Saturday, January 16, 2010

Walking in the rain

I SMELL rain.

I’m writing this hours away from the grand procession capping the nine-day novena for the Holy Infant, Cebu’s favorite son.

This year the route seems to be longer than the previous ones. Walking in the rain will certainly be different.

A drizzle accompanied some of the novena masses I attended. “Blessings,” one priest said in a homily.

When I was a child, playtime in the rain had no word to describe it.

But the rain is just chill to me now. Around me, umbrellas are unfurled. I see many look at a leaden sky and see it as only heavy with obstacles. Traffic. Sickness. Flood. Tardiness.

Under the pellets of rain, the balloons bob up and down in the vendors’ hold. They remind of me of children pulling away from the grasp of handlers.

Escape?
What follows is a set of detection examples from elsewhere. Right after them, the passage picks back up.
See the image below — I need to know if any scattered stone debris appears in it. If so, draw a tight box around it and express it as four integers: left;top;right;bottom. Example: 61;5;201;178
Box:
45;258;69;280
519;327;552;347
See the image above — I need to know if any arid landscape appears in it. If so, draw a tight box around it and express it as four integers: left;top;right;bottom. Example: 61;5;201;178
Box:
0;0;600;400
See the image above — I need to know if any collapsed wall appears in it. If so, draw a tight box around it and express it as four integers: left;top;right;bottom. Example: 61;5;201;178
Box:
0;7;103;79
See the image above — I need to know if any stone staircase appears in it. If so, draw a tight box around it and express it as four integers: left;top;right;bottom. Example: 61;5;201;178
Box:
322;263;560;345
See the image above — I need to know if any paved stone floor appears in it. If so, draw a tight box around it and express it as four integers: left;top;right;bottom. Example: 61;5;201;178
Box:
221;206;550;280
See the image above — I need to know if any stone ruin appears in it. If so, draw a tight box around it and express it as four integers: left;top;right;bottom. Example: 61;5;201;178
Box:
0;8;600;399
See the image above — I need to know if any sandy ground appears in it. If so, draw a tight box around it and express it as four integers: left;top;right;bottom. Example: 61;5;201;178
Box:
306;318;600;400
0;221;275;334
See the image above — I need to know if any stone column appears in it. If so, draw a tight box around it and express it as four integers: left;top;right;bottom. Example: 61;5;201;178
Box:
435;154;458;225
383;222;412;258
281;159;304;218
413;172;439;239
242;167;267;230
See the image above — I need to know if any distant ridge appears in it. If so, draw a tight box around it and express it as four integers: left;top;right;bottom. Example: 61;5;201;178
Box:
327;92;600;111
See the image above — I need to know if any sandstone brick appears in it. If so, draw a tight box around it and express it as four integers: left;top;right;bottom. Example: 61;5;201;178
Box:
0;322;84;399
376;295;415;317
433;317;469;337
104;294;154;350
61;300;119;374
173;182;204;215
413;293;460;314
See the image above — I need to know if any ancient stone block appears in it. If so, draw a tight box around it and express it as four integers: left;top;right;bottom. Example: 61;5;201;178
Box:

Processions mean crowds.

And water bottles.

In Cebu, where most people prefer to ride than to walk and political demonstrations do not count as local pastime, any massing on the streets nearly always has religion at its roots.

This year the faithful are called to protect the environment.

In a few hours, will we see what we’ve always seen in the past: water bottles discarded along the procession route?

Man left his footprints on the moon. Why not water bottles?

Processions involve walking.

And walking is thirsty work.

Throw in vendors who flit in and out of the crowds like mosquitoes, hawking bottled water and whatnot.

A trail of plastic tracks the paths taken by devotees. Piety is also a form of thirst.

This year, can we desire to replenish more than lost bodily fluids?

Can we keep with us a lightweight bottle emptied of its contents as easily as we carry for hours a representation in wood or resin of the God of all creation?

Can we expect trash receptacles labeled for segregation to be as conspicuous as festive arches and buntings along the streets?

The Copenhagen Summit in December 2009 recognized the role of each one in keeping temperature increases to below 2°C.

Reducing CO2 emissions seems disconnected from the tiny figure in red and gold bobbing in a human sea. So grand, so distant.

In the crowd, I am closer to the children and youths darting in and out of the procession, collecting water bottles in the sacks they carry.

More than once, I’ve seen a youngster fish out bottles that fell in open manholes or canals. Does anyone see them, the clogged waste and the child knee-deep in filth?

We walk. We desire to complete the circuit. We chase a vision.

We cross paths with these unappointed street sweepers. We find them a nuisance: they break cordons, get in the way, distract us from the red-and-gold vision.

Ignorant of Copenhagen, the plastic chasers also ignore us. They see only the litter they can convert to cash.

Driven by different kinds of thirst, our lines snake back to where they came from.
I smell rain but don’t for a moment believe that it can wash us clean.